Belo Sun Mining (TSX: BSX; US-OTC: VNNHF) got a welcome boost after Agnico Eagle Mines (TSX: AEM; NYSE: AEM) said it would buy a 17.4% interest in the junior for $15 million.
Under the non-brokered private placement, announced after markets closed on May 14, Agnico will buy 62.5 million Belo Sun shares for 24¢ apiece. Proceeds from the deal, expected to close shortly, will help advance Belo Sun’s flagship Volta Grande gold project in Brazil’s Para state.
The junior’s CEO Peter Tagliamonte says Agnico’s investment is a “strong endorsement” in the quality and potential of the company’s flagship project — and analysts agree.
A recent feasibility study envisions Volta Grande as an open-pit operation producing 205,000 oz. annually over a 17-year life. Estimated start-up costs are US$298 million, while cash operating costs are US$618 per oz. gold.
This results in a US$640-million net present value (NPV) and a 26% internal rate of return (IRR), both after taxes, using a US$1,200 per oz. gold price and 5% discount rate. Payback should occur within four years.
“This investment in the Volta Grande project by an operator as seasoned and well-regarded as Agnico Eagle is certainly a validation of the feasibility study issued by Belo Sun in late March 2015,” BMO analyst Brian Quast writes in a note.
Quast says Agnico is paying $15 million for a 17.4% stake in Volta Grande’s large gold reserve of 3.8 million oz. (116 million tonnes of 1.02 grams gold per tonne). This works out to under US$20 per oz. reserves for the major’s share of 661,000 oz.
“It seems that Agnico Eagle has decided that its exploration dollars are better spent on strategic investments, rather than spending them on an internal exploration department,” Quast comments.
Under the deal, Agnico could participate in any of the junior’s future equity financings to keep its ownership. As long as it has a 10% stake, it will have a right to name one director to Belo Sun’s board.
On the same day, Agnico reported it took part in Pershimco Resources’ (TSXV: PRO; US-OTC: RSPRF) $7-million equity raise at 17¢ per share. The major bought 13.2 million shares for $2.2 million.
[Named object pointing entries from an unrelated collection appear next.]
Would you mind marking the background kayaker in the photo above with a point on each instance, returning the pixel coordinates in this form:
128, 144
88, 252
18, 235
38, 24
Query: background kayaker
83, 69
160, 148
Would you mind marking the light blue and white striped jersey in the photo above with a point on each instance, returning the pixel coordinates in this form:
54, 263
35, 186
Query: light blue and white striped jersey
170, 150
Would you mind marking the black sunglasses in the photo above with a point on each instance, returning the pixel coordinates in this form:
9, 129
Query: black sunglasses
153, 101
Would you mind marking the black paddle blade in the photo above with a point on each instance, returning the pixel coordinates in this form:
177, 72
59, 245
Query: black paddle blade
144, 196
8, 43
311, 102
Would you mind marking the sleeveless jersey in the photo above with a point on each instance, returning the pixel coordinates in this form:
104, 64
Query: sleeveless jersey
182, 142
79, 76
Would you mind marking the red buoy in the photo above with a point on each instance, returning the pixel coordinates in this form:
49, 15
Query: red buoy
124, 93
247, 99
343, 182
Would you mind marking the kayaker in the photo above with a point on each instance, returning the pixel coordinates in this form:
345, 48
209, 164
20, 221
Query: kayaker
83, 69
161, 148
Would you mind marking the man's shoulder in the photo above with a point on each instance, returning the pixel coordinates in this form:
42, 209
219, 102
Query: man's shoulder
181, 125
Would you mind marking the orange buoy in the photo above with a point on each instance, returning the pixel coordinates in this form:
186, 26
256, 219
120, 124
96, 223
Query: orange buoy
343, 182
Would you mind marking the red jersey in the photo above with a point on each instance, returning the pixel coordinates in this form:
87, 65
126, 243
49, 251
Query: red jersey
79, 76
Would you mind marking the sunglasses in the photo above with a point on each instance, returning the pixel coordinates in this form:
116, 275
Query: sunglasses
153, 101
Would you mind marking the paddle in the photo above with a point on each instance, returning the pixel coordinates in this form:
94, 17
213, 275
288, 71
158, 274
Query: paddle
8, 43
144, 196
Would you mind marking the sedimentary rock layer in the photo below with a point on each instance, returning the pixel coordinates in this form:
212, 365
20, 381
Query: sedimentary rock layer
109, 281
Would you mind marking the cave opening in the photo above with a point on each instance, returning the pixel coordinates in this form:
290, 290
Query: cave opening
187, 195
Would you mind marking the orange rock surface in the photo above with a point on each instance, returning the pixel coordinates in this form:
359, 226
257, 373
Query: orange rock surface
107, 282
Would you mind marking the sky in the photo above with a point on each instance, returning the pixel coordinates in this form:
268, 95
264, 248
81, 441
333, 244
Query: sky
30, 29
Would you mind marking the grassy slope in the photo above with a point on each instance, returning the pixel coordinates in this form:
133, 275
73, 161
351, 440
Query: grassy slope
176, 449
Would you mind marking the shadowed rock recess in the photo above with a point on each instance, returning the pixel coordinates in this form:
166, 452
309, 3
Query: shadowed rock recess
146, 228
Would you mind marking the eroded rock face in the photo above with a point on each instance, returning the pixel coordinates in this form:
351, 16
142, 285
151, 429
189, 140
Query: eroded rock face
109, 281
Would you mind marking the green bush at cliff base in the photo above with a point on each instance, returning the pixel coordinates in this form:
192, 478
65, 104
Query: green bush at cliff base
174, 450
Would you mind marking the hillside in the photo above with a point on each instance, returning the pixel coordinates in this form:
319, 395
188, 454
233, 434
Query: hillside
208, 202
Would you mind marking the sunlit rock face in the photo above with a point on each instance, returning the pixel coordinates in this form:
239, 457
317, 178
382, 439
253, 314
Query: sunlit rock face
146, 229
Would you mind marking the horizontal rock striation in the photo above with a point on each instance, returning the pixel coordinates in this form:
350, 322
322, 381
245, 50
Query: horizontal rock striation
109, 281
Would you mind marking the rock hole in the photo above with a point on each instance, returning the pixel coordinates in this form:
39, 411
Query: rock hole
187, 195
It now holds 52.8 million Pershimco shares, or 19.9% of the company.
Pershimco intends to use most of the proceeds to develop its Cerro Quema project in Panama, and fund exploration.
A 2014 prefeasibility study indicates a heap-leach gold operation at Cerro Quema by late 2016 at preproduction costs of US$117 million. Over its estimated five-year life, annual production should average 79,000 oz. gold at all-in sustaining costs of US$631 per oz. Cerro Quema has a US$110-million after-tax NPV and a 33.7% after-tax IRR, using US$1,275 per oz. gold at a 5% discount rate.
Agnico, which has a history of supporting juniors, says the recent investments are not a precursor to a bid for either junior.
However, Desjardins Capital Markets analyst Michael Parkin sees the investments leading to an acquisition if “exploration results prove encouraging, and show potential for a sizeable operation.” He says the major would be interested in an operation if it produces a minimum 75,000 to 100,000 oz. gold a year.
“In our opinion, making an early investment allows the company to understand the projects in much better detail, and also dissuades a peer from potentially making a bid,” Parkin writes.
Belo Sun jumped 18% to 26¢ per share at press time, while Pershimco added 9.5% to finish at 23¢ per share.